Vanstreels trabalhou principalmente com os pinguins que chegavam para reabilitação em centros no litoral brasileiro, desde o Rio Grande do Sul até o estado da Bahia. Visitou e trabalhou em parceria com esses centros colhendo amostras e estudando o desenrolar da recuperação dos animais para averiguar se eles desenvolviam a doença ou não, qual tipo de parasita possuíam em seu organismo e quais as suas lesões para tentar entender um pouco mais sobre a doença.
Coleta de amostras
Todos os animais que chegavam aos centros tinham uma amostra de sangue coletada. "A partir do momento da infecção, o pinguim leva de cinco a sete dias para apresentar o protozoário nos exames de sangue. Se coletamos uma amostra assim que ele chega e, por exemplo, já consta nos resultados a presença do hemoparasita, sabemos que ele foi infectado antes de chegar ao centro". Essas coletas são feitas durante toda a estadia do animal e também quando ele é solto — ou, caso venha a falecer, logo após o óbito.
Em nenhum dos casos houve evidências de que o pinguim chegou infectado aos centros de reabilitação. Vanstreels também colheu amostras de sangue em colônias no sul da Argentina e não encontrou qualquer exame positivo para malária. "Esses dois fatores sugerem fortemente que as infecções estão acontecendo no Brasil, quando os animais chegam à costa", relata. Também não encontrou nenhuma relação com o clima e a região onde os animais desenvolvem mais a doença, mas sim com o microambiente — propício ou não para os mosquitos — no qual o centro se encontra.

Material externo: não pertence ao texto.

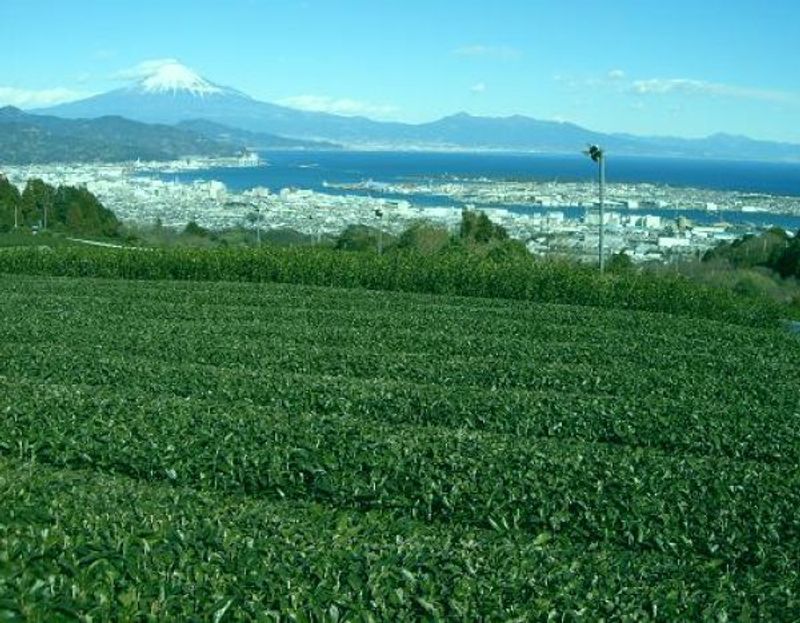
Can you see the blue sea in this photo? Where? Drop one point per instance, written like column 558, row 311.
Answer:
column 311, row 169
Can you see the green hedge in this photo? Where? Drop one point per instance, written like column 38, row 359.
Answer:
column 457, row 273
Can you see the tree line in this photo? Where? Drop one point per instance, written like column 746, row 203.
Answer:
column 41, row 206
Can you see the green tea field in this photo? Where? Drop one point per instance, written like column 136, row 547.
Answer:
column 212, row 451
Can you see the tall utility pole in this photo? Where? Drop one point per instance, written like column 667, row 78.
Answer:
column 597, row 155
column 379, row 214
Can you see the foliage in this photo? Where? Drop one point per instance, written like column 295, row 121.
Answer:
column 423, row 237
column 340, row 455
column 478, row 228
column 361, row 238
column 456, row 272
column 66, row 208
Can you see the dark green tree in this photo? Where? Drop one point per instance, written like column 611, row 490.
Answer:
column 37, row 203
column 477, row 227
column 78, row 211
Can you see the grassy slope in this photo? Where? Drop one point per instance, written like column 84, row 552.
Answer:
column 333, row 452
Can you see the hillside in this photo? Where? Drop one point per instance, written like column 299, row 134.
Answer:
column 328, row 453
column 26, row 138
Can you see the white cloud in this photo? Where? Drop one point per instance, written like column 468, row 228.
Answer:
column 661, row 86
column 338, row 106
column 144, row 69
column 31, row 98
column 500, row 52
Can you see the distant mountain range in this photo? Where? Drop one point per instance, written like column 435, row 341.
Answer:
column 174, row 94
column 26, row 138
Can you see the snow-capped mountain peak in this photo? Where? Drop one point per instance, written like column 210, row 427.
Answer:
column 174, row 77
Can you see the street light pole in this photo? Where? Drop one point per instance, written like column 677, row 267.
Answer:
column 597, row 155
column 379, row 214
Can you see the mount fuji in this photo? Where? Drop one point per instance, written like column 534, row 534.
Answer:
column 171, row 93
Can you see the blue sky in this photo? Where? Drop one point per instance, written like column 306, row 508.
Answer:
column 685, row 68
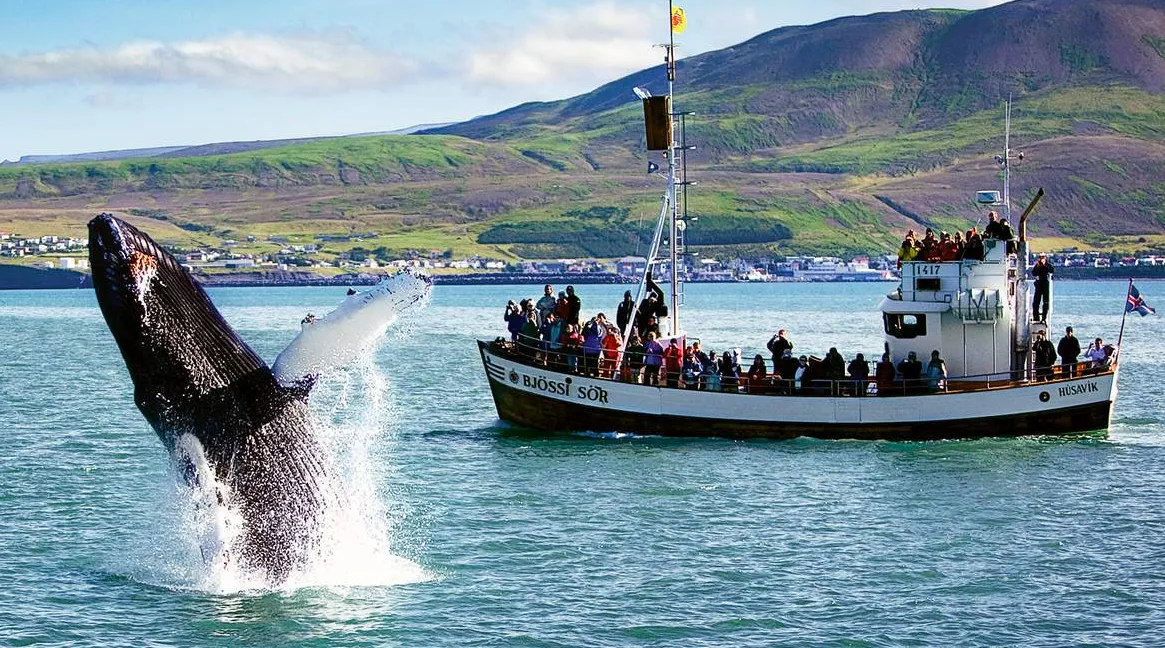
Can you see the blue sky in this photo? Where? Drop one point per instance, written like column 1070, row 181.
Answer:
column 97, row 75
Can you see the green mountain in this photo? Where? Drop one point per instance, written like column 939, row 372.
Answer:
column 827, row 138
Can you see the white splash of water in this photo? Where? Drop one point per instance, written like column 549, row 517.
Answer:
column 357, row 547
column 355, row 543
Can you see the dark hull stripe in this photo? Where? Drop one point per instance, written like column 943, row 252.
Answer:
column 543, row 413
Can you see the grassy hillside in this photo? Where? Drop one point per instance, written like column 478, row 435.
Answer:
column 824, row 139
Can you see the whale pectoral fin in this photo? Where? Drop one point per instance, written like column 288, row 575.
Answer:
column 301, row 388
column 350, row 330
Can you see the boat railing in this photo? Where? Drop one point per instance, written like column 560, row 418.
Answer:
column 605, row 365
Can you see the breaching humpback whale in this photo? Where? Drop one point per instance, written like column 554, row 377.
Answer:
column 196, row 379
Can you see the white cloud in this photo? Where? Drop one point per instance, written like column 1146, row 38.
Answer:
column 306, row 64
column 593, row 42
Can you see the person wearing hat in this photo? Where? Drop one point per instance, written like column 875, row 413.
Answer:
column 910, row 372
column 1044, row 354
column 1068, row 350
column 1043, row 272
column 576, row 305
column 993, row 229
column 625, row 312
column 545, row 304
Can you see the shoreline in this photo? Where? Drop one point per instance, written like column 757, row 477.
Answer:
column 23, row 277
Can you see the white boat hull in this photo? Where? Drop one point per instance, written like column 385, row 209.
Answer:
column 536, row 398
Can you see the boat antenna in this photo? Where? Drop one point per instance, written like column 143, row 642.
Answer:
column 1007, row 162
column 673, row 232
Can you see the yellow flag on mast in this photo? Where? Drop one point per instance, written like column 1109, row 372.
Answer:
column 678, row 20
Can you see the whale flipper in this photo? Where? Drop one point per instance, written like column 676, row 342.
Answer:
column 206, row 393
column 350, row 330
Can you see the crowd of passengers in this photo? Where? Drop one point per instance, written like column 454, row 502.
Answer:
column 550, row 332
column 944, row 247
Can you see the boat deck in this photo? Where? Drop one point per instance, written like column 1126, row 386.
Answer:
column 605, row 370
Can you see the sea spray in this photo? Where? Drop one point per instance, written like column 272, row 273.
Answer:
column 197, row 526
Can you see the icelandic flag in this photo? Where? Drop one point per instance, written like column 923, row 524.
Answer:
column 1136, row 303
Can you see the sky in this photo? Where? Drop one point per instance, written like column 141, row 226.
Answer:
column 99, row 75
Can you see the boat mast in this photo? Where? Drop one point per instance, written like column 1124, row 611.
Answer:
column 1007, row 163
column 672, row 234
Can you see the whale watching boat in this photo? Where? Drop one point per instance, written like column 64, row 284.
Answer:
column 975, row 312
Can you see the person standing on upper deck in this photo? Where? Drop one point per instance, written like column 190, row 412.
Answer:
column 574, row 304
column 991, row 231
column 1068, row 350
column 778, row 345
column 625, row 312
column 1043, row 272
column 545, row 305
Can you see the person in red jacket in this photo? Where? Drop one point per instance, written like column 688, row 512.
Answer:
column 672, row 363
column 611, row 344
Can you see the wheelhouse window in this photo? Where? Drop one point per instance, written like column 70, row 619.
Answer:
column 927, row 283
column 905, row 325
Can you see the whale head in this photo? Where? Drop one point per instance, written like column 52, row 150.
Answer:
column 175, row 343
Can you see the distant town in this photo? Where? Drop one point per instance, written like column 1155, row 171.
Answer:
column 51, row 252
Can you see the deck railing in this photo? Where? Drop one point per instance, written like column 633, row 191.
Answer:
column 605, row 365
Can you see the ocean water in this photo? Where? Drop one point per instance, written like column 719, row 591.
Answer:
column 472, row 533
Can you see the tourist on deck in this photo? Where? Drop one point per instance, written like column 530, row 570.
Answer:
column 1098, row 354
column 514, row 319
column 757, row 377
column 929, row 247
column 528, row 310
column 710, row 377
column 1043, row 272
column 991, row 231
column 572, row 347
column 576, row 305
column 592, row 345
column 833, row 370
column 908, row 252
column 650, row 325
column 545, row 304
column 625, row 312
column 860, row 372
column 611, row 344
column 729, row 372
column 947, row 249
column 530, row 338
column 973, row 247
column 883, row 374
column 672, row 363
column 635, row 352
column 799, row 377
column 936, row 372
column 652, row 359
column 563, row 308
column 1044, row 354
column 691, row 370
column 698, row 354
column 551, row 340
column 788, row 372
column 910, row 372
column 1068, row 350
column 778, row 345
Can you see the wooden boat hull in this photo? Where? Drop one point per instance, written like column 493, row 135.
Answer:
column 538, row 399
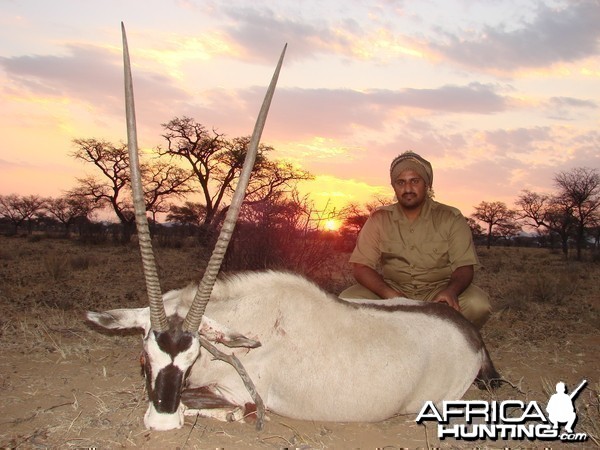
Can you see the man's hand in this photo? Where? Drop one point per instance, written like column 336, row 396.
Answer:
column 448, row 297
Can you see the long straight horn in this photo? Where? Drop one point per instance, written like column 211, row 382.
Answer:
column 158, row 317
column 194, row 316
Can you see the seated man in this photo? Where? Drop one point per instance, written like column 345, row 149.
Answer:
column 425, row 248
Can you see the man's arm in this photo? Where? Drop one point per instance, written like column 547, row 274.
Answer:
column 460, row 280
column 373, row 281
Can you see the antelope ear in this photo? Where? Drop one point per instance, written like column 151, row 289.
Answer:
column 220, row 334
column 121, row 319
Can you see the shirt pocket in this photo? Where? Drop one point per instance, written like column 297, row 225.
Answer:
column 392, row 249
column 434, row 254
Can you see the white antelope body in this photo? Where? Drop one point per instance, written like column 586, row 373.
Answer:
column 322, row 358
column 306, row 353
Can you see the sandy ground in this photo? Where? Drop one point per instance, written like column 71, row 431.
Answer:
column 64, row 385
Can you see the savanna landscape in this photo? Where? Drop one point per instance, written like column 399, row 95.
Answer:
column 65, row 385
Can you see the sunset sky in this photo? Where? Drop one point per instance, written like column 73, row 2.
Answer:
column 498, row 95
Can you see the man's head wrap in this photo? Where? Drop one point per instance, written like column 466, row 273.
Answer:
column 412, row 161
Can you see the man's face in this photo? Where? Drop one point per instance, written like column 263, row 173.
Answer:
column 410, row 189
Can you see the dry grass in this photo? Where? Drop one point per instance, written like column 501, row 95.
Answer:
column 65, row 385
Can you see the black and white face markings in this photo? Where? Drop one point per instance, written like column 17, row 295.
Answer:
column 167, row 359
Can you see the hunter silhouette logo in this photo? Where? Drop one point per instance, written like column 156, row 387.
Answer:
column 560, row 406
column 508, row 419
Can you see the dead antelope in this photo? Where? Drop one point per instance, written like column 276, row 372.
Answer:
column 308, row 354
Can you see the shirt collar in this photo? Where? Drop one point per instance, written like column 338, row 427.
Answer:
column 398, row 214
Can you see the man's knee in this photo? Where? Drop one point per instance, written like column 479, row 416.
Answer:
column 475, row 305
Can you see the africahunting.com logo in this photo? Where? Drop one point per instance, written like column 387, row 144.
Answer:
column 509, row 419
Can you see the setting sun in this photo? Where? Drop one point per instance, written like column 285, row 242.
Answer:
column 331, row 225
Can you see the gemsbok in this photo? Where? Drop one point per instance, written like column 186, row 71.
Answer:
column 297, row 350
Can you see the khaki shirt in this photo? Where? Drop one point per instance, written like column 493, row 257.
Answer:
column 418, row 256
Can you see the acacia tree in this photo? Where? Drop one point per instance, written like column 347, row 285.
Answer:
column 496, row 214
column 216, row 163
column 550, row 212
column 21, row 209
column 580, row 188
column 354, row 216
column 114, row 188
column 69, row 209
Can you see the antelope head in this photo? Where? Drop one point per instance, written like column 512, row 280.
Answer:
column 172, row 346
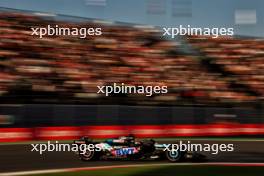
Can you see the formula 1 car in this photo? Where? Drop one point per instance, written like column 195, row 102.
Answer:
column 126, row 148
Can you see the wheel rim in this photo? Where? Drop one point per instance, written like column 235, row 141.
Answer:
column 173, row 154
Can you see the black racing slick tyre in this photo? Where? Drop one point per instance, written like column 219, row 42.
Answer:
column 88, row 156
column 174, row 156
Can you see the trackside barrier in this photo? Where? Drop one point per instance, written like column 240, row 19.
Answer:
column 71, row 132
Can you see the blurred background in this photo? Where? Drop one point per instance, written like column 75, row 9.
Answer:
column 48, row 86
column 214, row 85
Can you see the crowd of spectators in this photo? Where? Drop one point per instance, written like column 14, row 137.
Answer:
column 68, row 69
column 241, row 59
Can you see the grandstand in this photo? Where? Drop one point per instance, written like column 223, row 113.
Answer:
column 67, row 69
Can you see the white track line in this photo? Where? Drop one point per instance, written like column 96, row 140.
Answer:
column 47, row 171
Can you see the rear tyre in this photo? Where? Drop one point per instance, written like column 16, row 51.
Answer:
column 88, row 156
column 174, row 156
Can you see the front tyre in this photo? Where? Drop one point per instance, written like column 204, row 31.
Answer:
column 174, row 156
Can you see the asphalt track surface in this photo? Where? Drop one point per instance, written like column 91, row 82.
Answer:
column 20, row 158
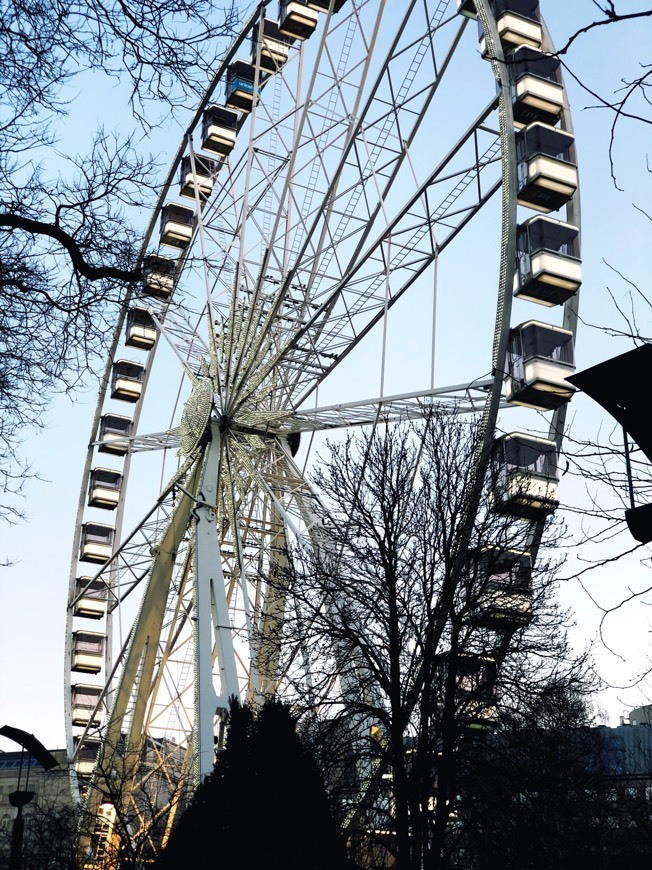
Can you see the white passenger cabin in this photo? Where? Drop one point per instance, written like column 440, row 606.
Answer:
column 87, row 651
column 547, row 173
column 537, row 92
column 200, row 182
column 90, row 598
column 518, row 23
column 114, row 434
column 96, row 542
column 467, row 8
column 325, row 5
column 475, row 697
column 177, row 225
column 141, row 331
column 85, row 701
column 219, row 129
column 158, row 276
column 297, row 19
column 274, row 45
column 505, row 600
column 539, row 359
column 86, row 756
column 127, row 380
column 549, row 269
column 240, row 78
column 104, row 487
column 525, row 476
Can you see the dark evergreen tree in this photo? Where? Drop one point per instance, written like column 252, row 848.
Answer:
column 264, row 806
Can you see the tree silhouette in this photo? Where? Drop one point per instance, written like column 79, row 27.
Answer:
column 263, row 806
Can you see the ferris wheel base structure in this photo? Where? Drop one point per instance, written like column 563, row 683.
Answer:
column 335, row 164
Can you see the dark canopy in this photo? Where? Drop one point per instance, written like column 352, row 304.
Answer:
column 31, row 744
column 622, row 386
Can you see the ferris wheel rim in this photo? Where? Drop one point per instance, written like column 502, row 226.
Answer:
column 497, row 380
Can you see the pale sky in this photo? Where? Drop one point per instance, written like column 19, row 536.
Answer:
column 33, row 591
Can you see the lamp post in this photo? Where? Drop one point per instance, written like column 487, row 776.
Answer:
column 21, row 798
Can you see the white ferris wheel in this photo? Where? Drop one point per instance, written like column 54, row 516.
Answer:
column 344, row 150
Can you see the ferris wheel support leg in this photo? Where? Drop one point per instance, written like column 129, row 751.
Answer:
column 213, row 633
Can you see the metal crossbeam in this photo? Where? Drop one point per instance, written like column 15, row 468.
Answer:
column 460, row 398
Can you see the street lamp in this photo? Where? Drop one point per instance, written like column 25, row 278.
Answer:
column 21, row 798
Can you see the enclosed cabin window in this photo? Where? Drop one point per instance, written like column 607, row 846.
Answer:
column 505, row 581
column 159, row 273
column 85, row 702
column 518, row 22
column 476, row 696
column 539, row 359
column 199, row 182
column 115, row 432
column 240, row 78
column 141, row 330
column 219, row 129
column 537, row 92
column 90, row 598
column 127, row 380
column 86, row 755
column 525, row 476
column 297, row 18
column 549, row 269
column 104, row 487
column 87, row 651
column 547, row 174
column 177, row 225
column 467, row 8
column 96, row 542
column 274, row 45
column 325, row 5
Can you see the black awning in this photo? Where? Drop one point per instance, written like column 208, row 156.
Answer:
column 31, row 744
column 623, row 386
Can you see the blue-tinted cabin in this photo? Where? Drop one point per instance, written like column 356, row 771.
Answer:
column 274, row 45
column 140, row 331
column 297, row 19
column 104, row 487
column 200, row 182
column 114, row 433
column 159, row 273
column 127, row 379
column 505, row 580
column 240, row 78
column 537, row 92
column 87, row 651
column 90, row 598
column 85, row 705
column 539, row 359
column 525, row 476
column 219, row 129
column 177, row 225
column 547, row 172
column 549, row 269
column 96, row 543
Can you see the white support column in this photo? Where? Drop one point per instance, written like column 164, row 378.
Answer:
column 212, row 622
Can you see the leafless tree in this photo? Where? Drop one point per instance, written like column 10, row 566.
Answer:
column 417, row 635
column 69, row 233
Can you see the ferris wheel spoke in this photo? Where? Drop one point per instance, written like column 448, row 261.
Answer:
column 374, row 135
column 321, row 192
column 349, row 311
column 459, row 399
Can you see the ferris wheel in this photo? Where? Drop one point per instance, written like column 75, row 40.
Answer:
column 346, row 159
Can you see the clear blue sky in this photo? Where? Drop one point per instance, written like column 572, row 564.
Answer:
column 33, row 591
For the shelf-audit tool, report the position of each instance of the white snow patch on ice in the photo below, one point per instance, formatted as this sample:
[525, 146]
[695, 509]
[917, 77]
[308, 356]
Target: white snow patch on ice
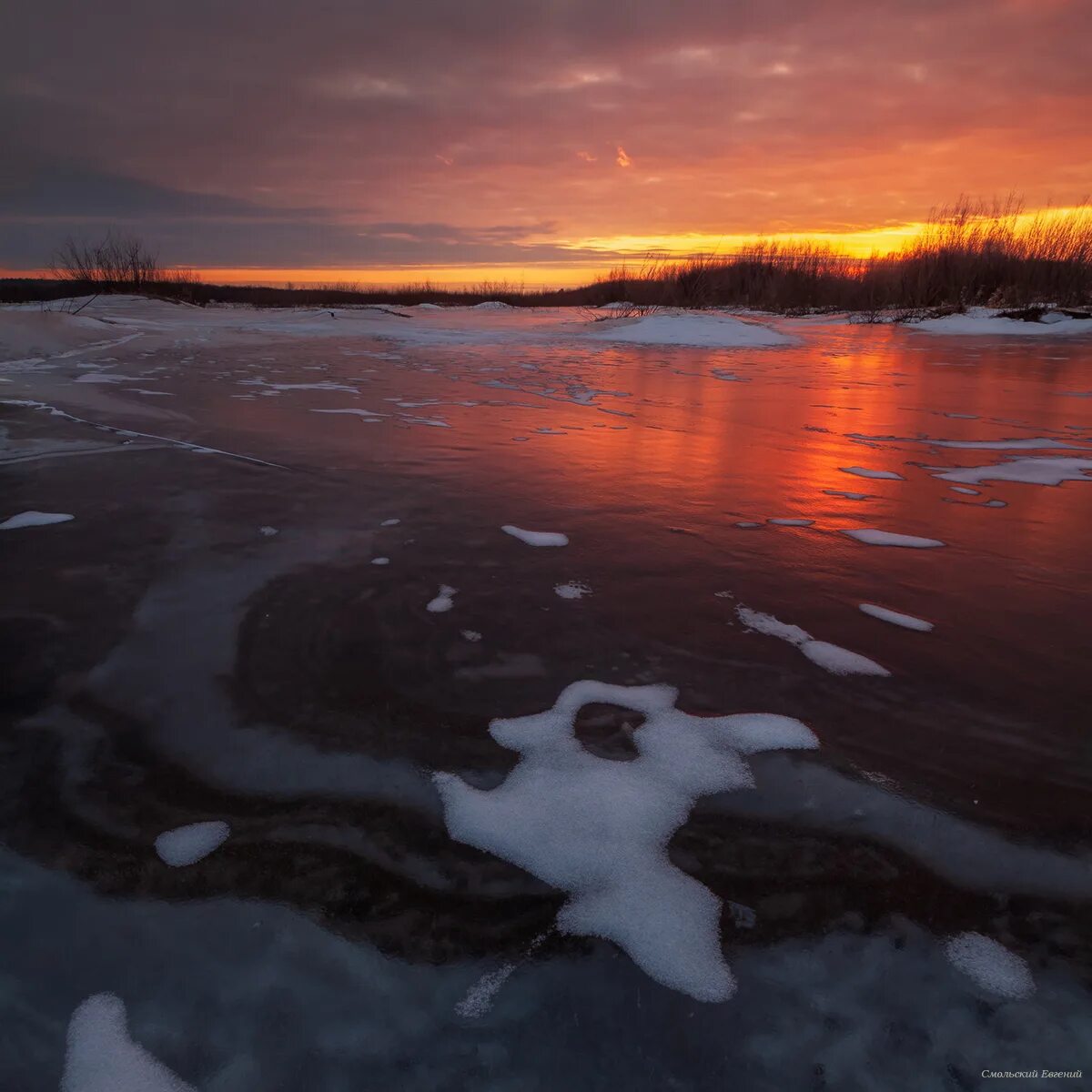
[864, 472]
[831, 658]
[442, 601]
[872, 536]
[572, 590]
[907, 622]
[536, 538]
[34, 520]
[600, 829]
[102, 1057]
[691, 328]
[185, 845]
[1036, 470]
[991, 966]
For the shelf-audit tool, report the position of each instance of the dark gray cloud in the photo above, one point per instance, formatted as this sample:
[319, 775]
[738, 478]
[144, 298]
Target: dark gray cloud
[478, 126]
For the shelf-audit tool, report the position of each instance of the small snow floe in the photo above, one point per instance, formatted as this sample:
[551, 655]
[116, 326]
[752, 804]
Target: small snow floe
[442, 601]
[185, 845]
[101, 1057]
[572, 590]
[872, 536]
[479, 999]
[989, 966]
[864, 472]
[831, 658]
[34, 520]
[536, 538]
[907, 622]
[600, 829]
[691, 328]
[1035, 470]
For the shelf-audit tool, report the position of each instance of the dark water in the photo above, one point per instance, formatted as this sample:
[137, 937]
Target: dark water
[168, 663]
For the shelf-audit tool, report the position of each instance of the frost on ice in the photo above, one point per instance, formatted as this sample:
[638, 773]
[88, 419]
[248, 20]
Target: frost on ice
[34, 520]
[536, 538]
[600, 829]
[864, 472]
[830, 658]
[102, 1057]
[573, 590]
[991, 966]
[442, 601]
[872, 536]
[907, 622]
[186, 845]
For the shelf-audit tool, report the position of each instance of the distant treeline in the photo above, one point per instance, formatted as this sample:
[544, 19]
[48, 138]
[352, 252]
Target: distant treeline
[969, 254]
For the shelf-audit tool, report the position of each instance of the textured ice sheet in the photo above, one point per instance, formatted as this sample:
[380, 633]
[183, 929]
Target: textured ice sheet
[831, 658]
[991, 966]
[873, 536]
[186, 845]
[536, 538]
[600, 829]
[34, 520]
[907, 622]
[102, 1057]
[1036, 470]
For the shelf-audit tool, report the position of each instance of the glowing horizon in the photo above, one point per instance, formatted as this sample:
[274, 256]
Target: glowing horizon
[632, 250]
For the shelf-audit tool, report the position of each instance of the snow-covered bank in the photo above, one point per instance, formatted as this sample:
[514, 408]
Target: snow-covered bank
[987, 321]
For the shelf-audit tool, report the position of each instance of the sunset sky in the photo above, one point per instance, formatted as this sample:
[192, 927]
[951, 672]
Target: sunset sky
[389, 142]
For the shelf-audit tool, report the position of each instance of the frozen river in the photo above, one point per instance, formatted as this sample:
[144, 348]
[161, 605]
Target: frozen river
[298, 583]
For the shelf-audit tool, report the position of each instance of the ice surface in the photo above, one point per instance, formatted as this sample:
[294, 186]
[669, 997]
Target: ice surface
[572, 590]
[536, 538]
[991, 966]
[34, 520]
[186, 845]
[907, 622]
[1033, 470]
[875, 538]
[831, 658]
[102, 1057]
[443, 600]
[689, 328]
[864, 472]
[600, 829]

O estudo conseguiu descrever diversas novas espécies de protozoários do gênero Plasmodium as quais não se sabia que infectavam pinguins, identificando novas linhagens através de meios genéticos e morfológicos. A pesquisa também permitiu descobrir quatro novas espécies que poderiam infectar pinguins, somando-se às outras quatro previamente conhecidas. Além disso, determinou-se a sazonalidade das infecções, que são muito concentradas no período do verão. "Isso é muito importante do ponto de vista da prevenção e do tratamento", explica.
Segundo o médico veterinário, a mortalidade, mesmo com tratamento, é bastante alta. Um dos surtos documentados pelo pesquisador registrou uma mortalidade próxima a 50%. "Ficou claro que é preciso evoluir mais no tratamento medicamentoso e investir na prevenção. Pelo maior número de infecções acontecer durante a reabilitação dos animais encontrados na costa, os centros têm a responsabilidade de prevenir que outros pinguins venham a ter contato com os mosquitos, evitando a infecção", conclui.
Premiação
A pesquisa de Vanstreels, intitulada “Estudo da malária aviária e outros hemoparasitas em pinguins na costa atlântica da América do Sul”, foi premiada, no dia 25 de setembro, na 4ª edição do Prêmio Tese Destaque USP, na área de Ciências Agrárias. Também recebeu Menção Honrosa do Prêmio Capes de Tese 2015, na área de Medicina Veterinária.